Graaf Ernesto Montecuccoli, ook wel Ernst van Montecucculi (?, 1582 – Colmar, 17 juni 1633), was een Italiaans-Oostenrijkse legeraanvoerder, in dienst van de Habsburgers ten tijde van de Dertigjarige Oorlog en de tweede helft van de Tachtigjarige Oorlog, tussen de Republiek der Zeven Verenigde Nederlanden en Spanje. Hij was betrokken bij de Slag op de Witte Berg.

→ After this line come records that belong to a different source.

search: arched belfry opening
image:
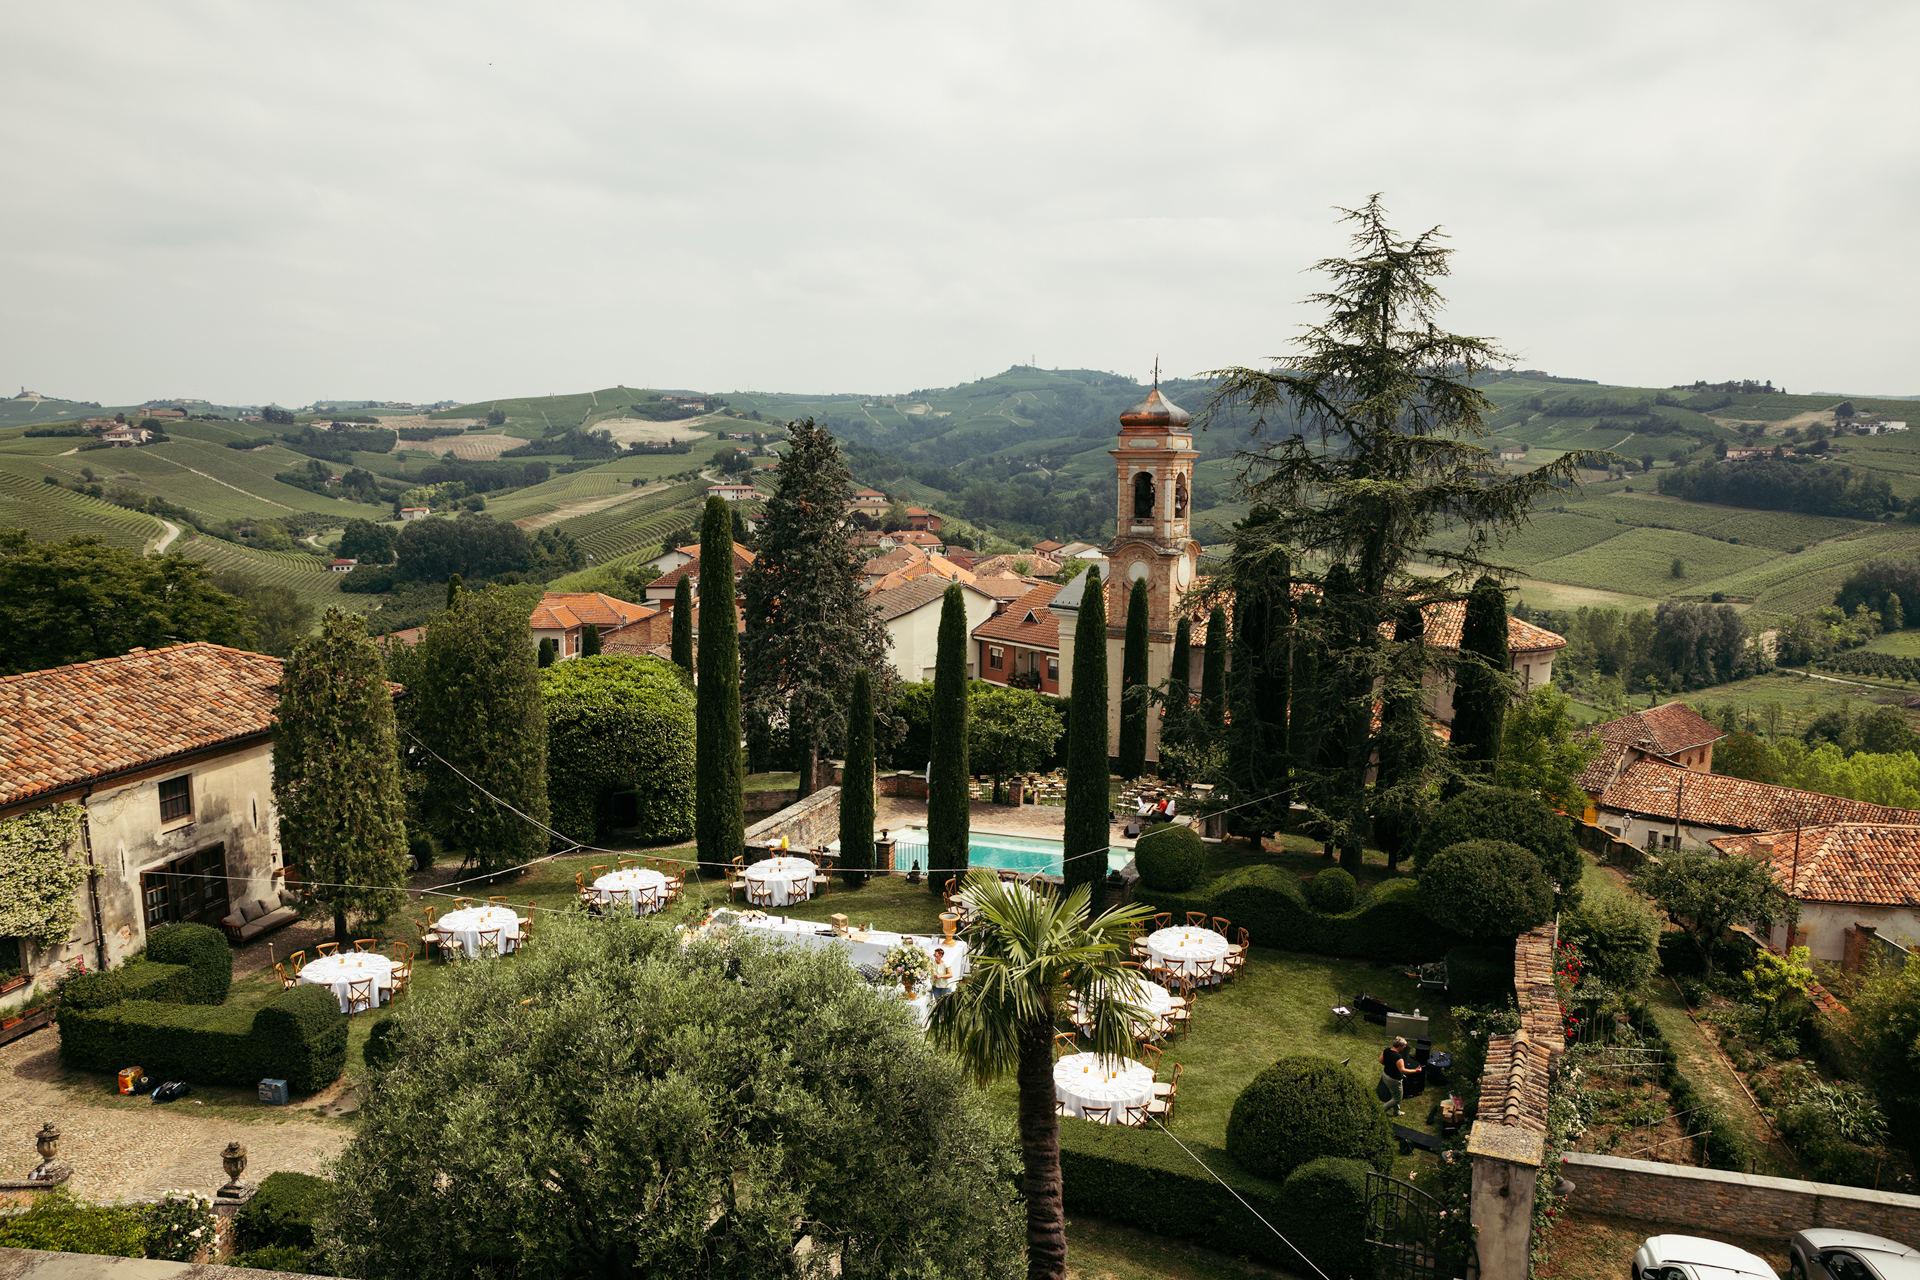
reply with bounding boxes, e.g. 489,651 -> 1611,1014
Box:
1174,473 -> 1189,519
1132,470 -> 1155,519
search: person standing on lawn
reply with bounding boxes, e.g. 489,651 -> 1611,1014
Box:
930,948 -> 954,1002
1379,1035 -> 1419,1116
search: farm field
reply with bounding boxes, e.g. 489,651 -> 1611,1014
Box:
0,470 -> 166,549
542,479 -> 708,561
1528,526 -> 1774,597
179,535 -> 370,615
0,438 -> 359,521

In augustus 1629 nam hij deel aan de Inval van de Veluwe (1629) in gezelschap van zijn neef Raimondo Montecuccoli. De keizer van het Heilige Roomse Rijk had Spanje 18.000 à 19.000 man troepen beschikbaar gesteld.
Het plan was via Amersfoort naar Holland op te trekken om de aandacht van de stadhouder te trekken die bezig was met zijn Beleg van 's-Hertogenbosch. Op 13 augustus werd Amersfoort aangevallen. Het stadje capituleerde een dag later. Als antwoord stuurde stadhouder Frederik Hendrik de compagnieën van Ernst Casimir, voornamelijk ruiters, vanuit 's-Hertogenbosch naar de Veluwe. De stadhouder vermeed een confrontatie met Montecuccoli, aangezien hij die zou verliezen. Het Staatse leger nam onverwachts de stad Wesel in. Door de inname van Wesel konden de Spaans-keizerlijke troepen moeilijker bevoorraad en moesten zich daardoor terugtrekken. De afleiding was mislukt en 's-Hertogenbosch viel een maand later.
In de Nederlanden had Ernesto Montecuccoli de bijnaam koekoek (Coeckoeck). Zijn leger, en dan vooral de Italiaanse en Kroatische huurlingen, waren berucht om hun plunderingen.